Revenant sur la stratégie électorale du parti, Driss Lachguar a rappelé, non sans une pointe de fierté légitime, que l'Union socialiste a été la première formation à annoncer et présenter ses candidats aux élections législatives, à un moment où d'autres partis se livrent encore à des luttes internes, soulignant que le parti a fait le choix d'une préparation précoce et organisée de cette échéance. Ce choix de l'anticipation, loin d'être un simple argument de communication, traduit une lecture stratégique de la compétition électorale : arriver en ordre de bataille quand d'autres formations restent empêtrées dans leurs tractations internes.

L'intervention du premier secrétaire s'est refermée sur un appel solennel à la probité électorale. Driss Lachguar a appelé à rompre avec toutes les pratiques et comportements portant atteinte au processus électoral, et à avancer vers l'ancrage de la transparence, de la crédibilité et de l'intégrité, de nature à renforcer la confiance dans les institutions et les échéances électorales. Un plaidoyer qui résume, à lui seul, l'ambition que l'USFP entend porter dans cette campagne : celle d'une opposition qui ne se contente pas de convoiter des sièges, mais qui entend redonner du sens et de la dignité à l'acte de voter.
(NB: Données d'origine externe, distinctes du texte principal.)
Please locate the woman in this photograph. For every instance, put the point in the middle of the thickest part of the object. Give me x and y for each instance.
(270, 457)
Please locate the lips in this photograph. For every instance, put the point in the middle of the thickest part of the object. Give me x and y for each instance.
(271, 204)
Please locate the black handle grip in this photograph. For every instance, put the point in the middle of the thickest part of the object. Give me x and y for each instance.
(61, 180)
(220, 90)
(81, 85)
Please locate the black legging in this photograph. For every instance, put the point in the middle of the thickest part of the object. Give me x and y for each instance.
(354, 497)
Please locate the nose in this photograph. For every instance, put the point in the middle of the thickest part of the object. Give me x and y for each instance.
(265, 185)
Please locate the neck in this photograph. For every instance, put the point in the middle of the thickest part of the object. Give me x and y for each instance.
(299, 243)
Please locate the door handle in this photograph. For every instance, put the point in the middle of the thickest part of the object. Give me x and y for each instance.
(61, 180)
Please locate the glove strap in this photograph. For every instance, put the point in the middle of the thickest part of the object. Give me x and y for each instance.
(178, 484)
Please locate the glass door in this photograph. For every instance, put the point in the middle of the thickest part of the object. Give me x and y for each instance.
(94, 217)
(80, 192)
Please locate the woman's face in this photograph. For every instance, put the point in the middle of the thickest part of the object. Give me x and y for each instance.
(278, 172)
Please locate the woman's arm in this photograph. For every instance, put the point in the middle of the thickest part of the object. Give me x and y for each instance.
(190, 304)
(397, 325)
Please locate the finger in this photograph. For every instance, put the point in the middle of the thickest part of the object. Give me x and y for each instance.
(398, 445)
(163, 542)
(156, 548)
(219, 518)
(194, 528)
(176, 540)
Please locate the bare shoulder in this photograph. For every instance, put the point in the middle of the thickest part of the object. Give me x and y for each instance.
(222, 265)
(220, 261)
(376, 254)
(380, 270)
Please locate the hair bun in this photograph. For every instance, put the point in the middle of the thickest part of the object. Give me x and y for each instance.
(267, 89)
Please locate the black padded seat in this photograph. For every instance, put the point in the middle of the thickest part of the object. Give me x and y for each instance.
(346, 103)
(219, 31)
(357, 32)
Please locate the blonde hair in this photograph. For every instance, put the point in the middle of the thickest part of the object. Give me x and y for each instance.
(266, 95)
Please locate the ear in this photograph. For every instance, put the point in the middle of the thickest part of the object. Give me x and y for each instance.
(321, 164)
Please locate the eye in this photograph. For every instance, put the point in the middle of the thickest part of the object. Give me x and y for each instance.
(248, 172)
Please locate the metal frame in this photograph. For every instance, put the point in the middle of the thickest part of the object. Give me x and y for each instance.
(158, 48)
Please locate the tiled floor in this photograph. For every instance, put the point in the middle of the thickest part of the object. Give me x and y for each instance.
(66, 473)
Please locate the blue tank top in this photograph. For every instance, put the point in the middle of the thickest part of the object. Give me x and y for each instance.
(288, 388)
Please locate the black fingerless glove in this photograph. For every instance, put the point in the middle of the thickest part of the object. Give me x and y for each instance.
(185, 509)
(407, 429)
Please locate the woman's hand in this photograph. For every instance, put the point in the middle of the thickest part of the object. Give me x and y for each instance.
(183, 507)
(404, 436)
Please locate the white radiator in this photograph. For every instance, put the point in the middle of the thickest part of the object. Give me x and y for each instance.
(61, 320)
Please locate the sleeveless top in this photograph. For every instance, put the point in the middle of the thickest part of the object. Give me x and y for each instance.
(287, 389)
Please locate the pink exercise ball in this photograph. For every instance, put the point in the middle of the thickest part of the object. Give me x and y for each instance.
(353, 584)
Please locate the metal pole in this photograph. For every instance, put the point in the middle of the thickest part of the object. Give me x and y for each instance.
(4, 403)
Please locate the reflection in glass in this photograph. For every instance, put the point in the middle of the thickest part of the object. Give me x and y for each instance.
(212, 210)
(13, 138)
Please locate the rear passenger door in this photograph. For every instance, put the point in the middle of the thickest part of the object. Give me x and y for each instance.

Les travaux de cette rencontre nationale se sont poursuivis dans l'après-midi, consacrés à l'examen des nouveautés juridiques du système électoral, au contenu du programme électoral, à la gestion financière de la campagne, à l'appui logistique apporté aux candidates et candidats, ainsi qu'à l'organisation d'un exercice de simulation du dépôt électronique des candidatures. Autant de chantiers techniques qui, mis bout à bout, dessinent les contours d'une mobilisation méthodique, à l'image de l'ambition que l'Union socialiste des forces populaires nourrit pour ce rendez-vous décisif avec les électrices et les électeurs marocains.